Bio: Federico Tombari is Senior Staff Research Scientist and Manager at Google where he leads an applied research team in computer vision and machine learning across North America and Europe. He is also a Lecturer (PrivatDozent) at the Technical University of Munich (TUM). He has 250+ peer-reviewed publications in CV/ML and applications to robotics, autonomous driving, healthcare and augmented reality. He got his PhD from the University of Bologna and his Venia Legendi (Habilitation) from Technical University of Munich (TUM). In 2018-19 he was co-founder and managing director of a startup on 3D perception for AR and robotics, then acquired by Google. He regularly serves as Area Chair and Associate Editor for international conferences and journals (IJRR, RA-L, IROS20/21/22, ICRA20/22, 3DV19/20/21/22/24, ECCV22/24, CVPR23/24, NeurIPS23 among others). He was the recipient of two Google Faculty Research Awards, one Amazon Research Award, 5 Outstanding Reviewer Awards (3x CVPR, ICCV21, NeuriIps21), among others. He has been a research partner of private and academic institutions including Google, Toyota, BMW, Audi, Amazon, Univ. Stanford, ETH and MIT.
Salauddin Sohag
Technovative Solutions LTD (TVS)Industrial Keynote
Abstract: In this keynote, Sohag will chart the company’s journey, recounting major innovations, achievements, and the challenges it has navigated to reach its current position. Sohag will also connect Technovative Solutions' advancements to emerging industry trends, illustrating how the company is strategically positioned to address current and future market demands through cutting-edge solutions and agile methodologies.
Bio: Salauddin Sohag is an experienced product leader with a passion for innovation and a proven track record of success.
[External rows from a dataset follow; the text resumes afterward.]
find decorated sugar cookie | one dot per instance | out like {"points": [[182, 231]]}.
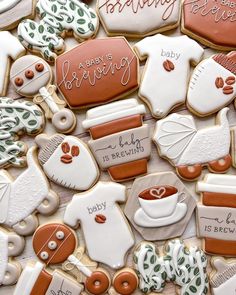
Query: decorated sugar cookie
{"points": [[67, 161], [122, 17], [223, 276], [166, 74], [213, 84], [31, 76], [189, 149], [86, 74], [17, 117], [182, 265], [58, 17], [213, 23], [57, 244], [11, 245], [28, 193], [159, 206], [120, 141], [107, 234], [216, 214], [11, 49]]}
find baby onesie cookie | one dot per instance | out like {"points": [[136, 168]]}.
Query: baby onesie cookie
{"points": [[182, 265], [216, 214], [189, 149], [28, 193], [213, 84], [13, 11], [57, 244], [107, 234], [11, 49], [17, 117], [120, 141], [67, 161], [166, 74], [11, 245], [86, 74], [213, 23], [58, 18], [223, 276], [138, 18], [31, 76], [159, 206]]}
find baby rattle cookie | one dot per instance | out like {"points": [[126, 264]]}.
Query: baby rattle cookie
{"points": [[182, 265], [57, 244], [216, 214], [223, 276], [121, 18], [166, 74], [189, 149], [17, 117], [210, 22], [107, 234], [21, 198], [31, 76], [120, 142], [11, 245], [58, 18], [213, 84], [67, 161]]}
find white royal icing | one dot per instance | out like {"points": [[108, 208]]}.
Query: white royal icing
{"points": [[178, 139], [164, 89], [106, 242]]}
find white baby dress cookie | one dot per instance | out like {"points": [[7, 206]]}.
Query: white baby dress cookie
{"points": [[166, 74]]}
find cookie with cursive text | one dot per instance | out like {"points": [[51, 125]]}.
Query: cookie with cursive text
{"points": [[120, 141], [31, 76], [159, 206], [216, 214], [166, 74], [121, 17], [97, 71], [213, 23]]}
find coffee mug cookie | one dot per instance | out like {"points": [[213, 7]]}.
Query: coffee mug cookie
{"points": [[58, 18], [28, 194], [159, 206], [120, 142], [216, 214], [189, 149], [67, 161], [31, 76], [213, 84]]}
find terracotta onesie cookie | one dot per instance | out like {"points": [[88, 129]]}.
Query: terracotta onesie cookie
{"points": [[120, 141]]}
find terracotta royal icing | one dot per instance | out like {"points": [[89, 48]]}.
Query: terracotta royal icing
{"points": [[168, 63], [217, 74], [86, 74], [121, 17], [186, 267], [183, 145], [57, 17], [60, 156], [106, 242]]}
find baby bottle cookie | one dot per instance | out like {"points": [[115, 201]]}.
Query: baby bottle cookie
{"points": [[216, 214], [31, 76], [107, 234], [58, 18], [67, 161], [213, 84], [11, 245], [21, 198], [120, 141], [189, 149], [166, 74]]}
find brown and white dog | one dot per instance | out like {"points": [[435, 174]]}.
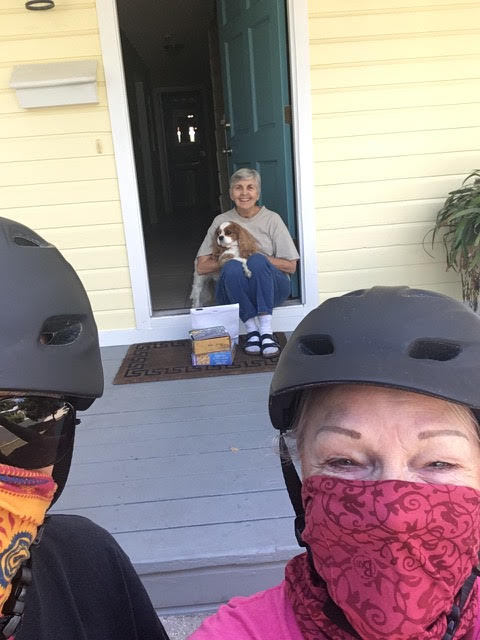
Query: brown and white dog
{"points": [[234, 242]]}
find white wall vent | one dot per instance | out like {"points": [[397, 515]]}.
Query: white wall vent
{"points": [[56, 83]]}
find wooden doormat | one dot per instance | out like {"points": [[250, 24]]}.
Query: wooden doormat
{"points": [[171, 360]]}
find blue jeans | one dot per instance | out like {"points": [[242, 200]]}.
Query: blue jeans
{"points": [[267, 288]]}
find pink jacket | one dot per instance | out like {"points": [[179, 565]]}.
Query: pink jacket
{"points": [[267, 615]]}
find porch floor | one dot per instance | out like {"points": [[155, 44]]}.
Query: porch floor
{"points": [[184, 474]]}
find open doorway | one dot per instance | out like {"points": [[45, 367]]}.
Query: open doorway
{"points": [[177, 103]]}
As the Head of Product at Technovative Solutions, he leads a talented team in bringing cutting-edge products to market, from conception and development to launch and beyond. With over 10 years of experience in product development, Sohag is an expert in Agile methodologies, including SAFe and Design Thinking. He leverages his deep understanding of these principles, along with Lean methodologies, to drive impactful business outcomes and deliver exceptional customer experiences. Sohag's career is marked by significant achievements, including leading e-commerce integration solutions at Vertex Inc. and transforming customer journeys with innovative mobile solutions at Lloyds Banking Group. He is also a strong advocate for continuous improvement and cross-functional collaboration, driving the company’s mission to innovate and excel in the realm of product management.
Md. Mostafa Kamal Sarker
Technovative Solutions LTD (TVS)Doctoral Consortium Speaker
Bio: Dr Sarker is the Lead AI Research Scientist at Technovative Solutions LTD (TVS) and a Visiting Fellow at the University of Oxford. He's an expert in artificial intelligence, computer vision, and deep learning. His research has significantly impacted clinical AI, biomedical image analysis, and digital healthcare, evident in his 40+ peer-reviewed publications. At BMVC2024, he'll share his valuable insights and guide aspiring researchers on transitioning from academia to industry and discuss the exciting opportunities this path offers.